Another reason for a faster and more effective gas sector reform is that the gas market architecture is more simple than the one of the electricity market. There are no different types of generation here, which need different types of regulations. The industry sector in Ukraine experienced competition among gas suppliers before – so further liberalisation of the market was quite understandable for them and easier to follow. The Ukrainian government officials, experts and members of the Parliament had constant communication and support from the Energy Community, EFET, and those EU companies interested to export gas to Ukraine. All these European partners, including European companies interested to supply gas to the Ukrainian market, contributed to the knowledge transfer to Ukraine and brought a lot of resources to make the gas market reform happen.
Unlike the gas market, the electricity system of Ukraine does not have immediate perspectives to be integrated with the EU grid (ENTSO-E). Despite the clear statements in the Energy Community Treaty and the Association Agreement regarding creation common electricity market in the future, the country should first demonstrate that its electricity system is stable and works effectively before integration to the ENTSO-E. The government had some support from the Energy Community Secretariat, USAID and the European Commission in the development of new legislation – but proper designing of the new market required far more work and modelling. And here Ukraine had neither enough time nor knowledge.
Before the new wholesale market model was launched in July 2019, the country lived 20 years with a completely different system of market organisation.
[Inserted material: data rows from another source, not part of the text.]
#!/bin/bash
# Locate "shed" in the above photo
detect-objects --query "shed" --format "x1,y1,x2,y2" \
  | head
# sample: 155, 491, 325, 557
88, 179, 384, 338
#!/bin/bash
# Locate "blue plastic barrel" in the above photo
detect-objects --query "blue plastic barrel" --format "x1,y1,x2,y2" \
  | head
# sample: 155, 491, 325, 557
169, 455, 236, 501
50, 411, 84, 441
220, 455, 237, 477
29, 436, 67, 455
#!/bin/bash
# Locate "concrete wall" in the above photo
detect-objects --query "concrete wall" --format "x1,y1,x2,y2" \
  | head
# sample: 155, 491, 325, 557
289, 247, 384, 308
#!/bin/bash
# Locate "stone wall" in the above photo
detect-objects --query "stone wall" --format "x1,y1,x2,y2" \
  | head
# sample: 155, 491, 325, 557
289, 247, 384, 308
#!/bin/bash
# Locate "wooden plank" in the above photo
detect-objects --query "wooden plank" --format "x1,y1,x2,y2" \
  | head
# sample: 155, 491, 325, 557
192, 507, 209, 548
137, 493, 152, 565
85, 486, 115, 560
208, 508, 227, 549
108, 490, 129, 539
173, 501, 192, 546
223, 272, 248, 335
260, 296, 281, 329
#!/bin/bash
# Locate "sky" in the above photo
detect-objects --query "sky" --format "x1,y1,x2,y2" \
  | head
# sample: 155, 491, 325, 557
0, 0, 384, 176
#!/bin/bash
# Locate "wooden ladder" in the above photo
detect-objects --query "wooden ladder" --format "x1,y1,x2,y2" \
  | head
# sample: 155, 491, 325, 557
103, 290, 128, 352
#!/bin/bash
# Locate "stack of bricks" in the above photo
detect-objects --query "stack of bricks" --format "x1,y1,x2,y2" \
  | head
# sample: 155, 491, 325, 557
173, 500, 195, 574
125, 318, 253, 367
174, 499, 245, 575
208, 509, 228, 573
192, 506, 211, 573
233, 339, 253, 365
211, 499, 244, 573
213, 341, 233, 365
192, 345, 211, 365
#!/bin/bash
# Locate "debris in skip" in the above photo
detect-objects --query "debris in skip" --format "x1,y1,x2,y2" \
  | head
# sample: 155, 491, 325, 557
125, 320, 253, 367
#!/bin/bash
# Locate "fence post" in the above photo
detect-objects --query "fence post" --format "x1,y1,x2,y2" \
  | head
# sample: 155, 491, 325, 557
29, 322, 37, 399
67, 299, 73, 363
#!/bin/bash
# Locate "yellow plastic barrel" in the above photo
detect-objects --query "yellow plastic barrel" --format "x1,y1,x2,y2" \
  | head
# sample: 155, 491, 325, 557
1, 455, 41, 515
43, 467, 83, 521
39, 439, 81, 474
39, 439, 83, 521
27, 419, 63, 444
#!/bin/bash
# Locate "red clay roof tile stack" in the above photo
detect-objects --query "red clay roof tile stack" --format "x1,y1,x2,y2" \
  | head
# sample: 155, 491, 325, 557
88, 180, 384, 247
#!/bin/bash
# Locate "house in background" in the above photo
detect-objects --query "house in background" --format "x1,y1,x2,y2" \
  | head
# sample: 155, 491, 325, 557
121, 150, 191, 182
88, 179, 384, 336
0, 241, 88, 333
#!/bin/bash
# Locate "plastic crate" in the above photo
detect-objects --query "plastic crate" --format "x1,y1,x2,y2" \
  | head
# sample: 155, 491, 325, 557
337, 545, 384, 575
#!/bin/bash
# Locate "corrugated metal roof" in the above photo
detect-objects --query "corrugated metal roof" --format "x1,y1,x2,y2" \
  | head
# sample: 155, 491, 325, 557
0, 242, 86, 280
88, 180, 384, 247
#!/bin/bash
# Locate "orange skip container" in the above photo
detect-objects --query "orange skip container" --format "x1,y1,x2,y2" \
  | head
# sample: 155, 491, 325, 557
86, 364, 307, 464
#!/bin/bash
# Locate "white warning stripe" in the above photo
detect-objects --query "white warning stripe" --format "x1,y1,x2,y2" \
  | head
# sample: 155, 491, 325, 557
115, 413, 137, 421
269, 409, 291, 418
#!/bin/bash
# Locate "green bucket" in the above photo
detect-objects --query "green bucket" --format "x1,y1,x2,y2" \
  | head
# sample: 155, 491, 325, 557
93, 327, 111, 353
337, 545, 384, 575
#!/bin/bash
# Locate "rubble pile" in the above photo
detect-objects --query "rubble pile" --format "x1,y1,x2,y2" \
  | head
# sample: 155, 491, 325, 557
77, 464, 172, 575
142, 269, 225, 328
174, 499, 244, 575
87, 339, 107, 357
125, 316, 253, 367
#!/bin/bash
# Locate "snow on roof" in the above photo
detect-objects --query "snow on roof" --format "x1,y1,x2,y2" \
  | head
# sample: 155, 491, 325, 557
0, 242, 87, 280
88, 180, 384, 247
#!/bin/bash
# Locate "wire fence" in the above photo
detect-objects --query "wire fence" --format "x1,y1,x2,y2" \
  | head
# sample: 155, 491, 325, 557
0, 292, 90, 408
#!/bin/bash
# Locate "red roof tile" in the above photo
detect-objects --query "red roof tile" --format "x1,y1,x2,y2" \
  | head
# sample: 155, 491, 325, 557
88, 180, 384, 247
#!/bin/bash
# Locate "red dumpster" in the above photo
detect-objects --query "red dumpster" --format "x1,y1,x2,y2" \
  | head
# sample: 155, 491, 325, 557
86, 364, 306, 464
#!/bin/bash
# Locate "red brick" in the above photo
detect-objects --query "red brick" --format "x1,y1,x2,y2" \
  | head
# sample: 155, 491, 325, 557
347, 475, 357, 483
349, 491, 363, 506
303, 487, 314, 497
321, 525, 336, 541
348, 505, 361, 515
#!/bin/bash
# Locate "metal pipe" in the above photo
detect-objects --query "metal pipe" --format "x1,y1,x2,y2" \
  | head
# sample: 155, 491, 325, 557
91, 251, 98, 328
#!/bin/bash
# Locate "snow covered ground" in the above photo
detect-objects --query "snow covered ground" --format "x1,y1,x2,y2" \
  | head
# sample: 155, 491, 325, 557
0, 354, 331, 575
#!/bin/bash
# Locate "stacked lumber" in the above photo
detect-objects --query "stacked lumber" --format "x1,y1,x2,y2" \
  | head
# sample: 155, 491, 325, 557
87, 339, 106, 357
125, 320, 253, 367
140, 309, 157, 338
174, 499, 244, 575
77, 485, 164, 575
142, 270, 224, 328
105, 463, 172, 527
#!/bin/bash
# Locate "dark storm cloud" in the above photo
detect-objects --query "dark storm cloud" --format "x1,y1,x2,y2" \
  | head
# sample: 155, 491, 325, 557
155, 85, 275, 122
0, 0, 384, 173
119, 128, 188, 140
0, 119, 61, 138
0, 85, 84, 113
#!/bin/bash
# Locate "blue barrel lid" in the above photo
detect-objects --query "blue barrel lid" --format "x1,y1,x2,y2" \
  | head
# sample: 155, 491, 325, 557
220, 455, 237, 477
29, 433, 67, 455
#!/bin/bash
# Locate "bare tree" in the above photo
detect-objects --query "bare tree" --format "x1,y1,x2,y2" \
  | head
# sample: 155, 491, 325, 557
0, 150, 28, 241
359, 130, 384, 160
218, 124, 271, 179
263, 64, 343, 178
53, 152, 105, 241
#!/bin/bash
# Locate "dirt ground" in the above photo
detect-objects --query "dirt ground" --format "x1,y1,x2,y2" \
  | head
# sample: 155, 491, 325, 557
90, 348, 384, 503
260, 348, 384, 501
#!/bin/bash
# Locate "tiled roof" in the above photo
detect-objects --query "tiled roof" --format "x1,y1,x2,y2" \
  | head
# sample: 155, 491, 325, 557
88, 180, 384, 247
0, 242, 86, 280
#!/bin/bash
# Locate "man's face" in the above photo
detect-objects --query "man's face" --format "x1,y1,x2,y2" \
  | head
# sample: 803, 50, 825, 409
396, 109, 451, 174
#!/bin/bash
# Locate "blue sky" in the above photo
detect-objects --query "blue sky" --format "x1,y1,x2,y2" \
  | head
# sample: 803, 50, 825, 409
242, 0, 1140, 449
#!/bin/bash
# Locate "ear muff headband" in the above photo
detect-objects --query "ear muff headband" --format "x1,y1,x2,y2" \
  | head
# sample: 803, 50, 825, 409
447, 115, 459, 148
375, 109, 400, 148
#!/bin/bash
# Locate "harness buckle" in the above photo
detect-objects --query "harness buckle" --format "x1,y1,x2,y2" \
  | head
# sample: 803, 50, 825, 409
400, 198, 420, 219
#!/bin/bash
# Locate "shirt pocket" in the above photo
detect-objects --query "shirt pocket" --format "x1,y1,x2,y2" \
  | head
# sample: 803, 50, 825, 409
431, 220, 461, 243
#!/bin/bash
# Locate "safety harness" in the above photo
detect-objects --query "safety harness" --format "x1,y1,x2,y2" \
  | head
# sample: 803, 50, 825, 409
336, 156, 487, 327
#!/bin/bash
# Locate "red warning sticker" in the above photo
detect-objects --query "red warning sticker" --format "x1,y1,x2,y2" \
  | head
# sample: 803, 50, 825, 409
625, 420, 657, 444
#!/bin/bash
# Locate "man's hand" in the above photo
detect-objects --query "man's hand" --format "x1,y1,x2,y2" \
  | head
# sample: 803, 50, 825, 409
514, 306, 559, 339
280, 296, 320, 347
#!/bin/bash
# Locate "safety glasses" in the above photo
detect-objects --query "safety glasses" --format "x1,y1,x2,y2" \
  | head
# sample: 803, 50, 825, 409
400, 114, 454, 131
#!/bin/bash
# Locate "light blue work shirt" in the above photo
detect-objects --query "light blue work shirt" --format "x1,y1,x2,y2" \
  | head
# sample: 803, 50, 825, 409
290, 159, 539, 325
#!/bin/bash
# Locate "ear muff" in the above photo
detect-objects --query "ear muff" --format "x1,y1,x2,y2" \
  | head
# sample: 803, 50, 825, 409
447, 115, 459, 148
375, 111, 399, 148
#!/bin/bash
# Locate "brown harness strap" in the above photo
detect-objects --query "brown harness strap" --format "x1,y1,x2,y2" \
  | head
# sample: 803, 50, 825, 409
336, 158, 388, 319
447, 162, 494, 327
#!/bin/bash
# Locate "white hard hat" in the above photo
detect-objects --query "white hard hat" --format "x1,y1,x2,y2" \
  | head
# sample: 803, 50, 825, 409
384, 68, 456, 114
With the lack of knowledge, weak communication and lack of experience, after new market opening all market players met with problems: the nuclear generation carried (and still carries) the burden of PSO (public service obligations) and has to sell electricity for lower than market prices; coal-fired generation and hydropower generation have decreased production (due to drop in consumption); the renewables, having a priority dispatch in the system, could increase the production of electricity, but since the market generated a lot of debts, they cannot get compensation of the feed-in tariffs in time.
The new government of Ukraine, which was formed in April 2020, has its priority of harmonising all processes in the electricity market – solve the debt issues, find a compromise with renewable generation companies on feed-in tariffs restructuring, reduce cross-subsidisation in the sector (a long-awaited decision to increase retail prices for households). However, unlike the developments in the gas market, all these issues constitute mostly an internal problem of Ukraine, with no external threats and the direct EU interest, it is our “own homework”. Until the problem is visible for consumers – like blackouts – it is also not a focus of media and public attention. That is why, most likely, this part of Ukraine’s energy reforms will take much more time to complete.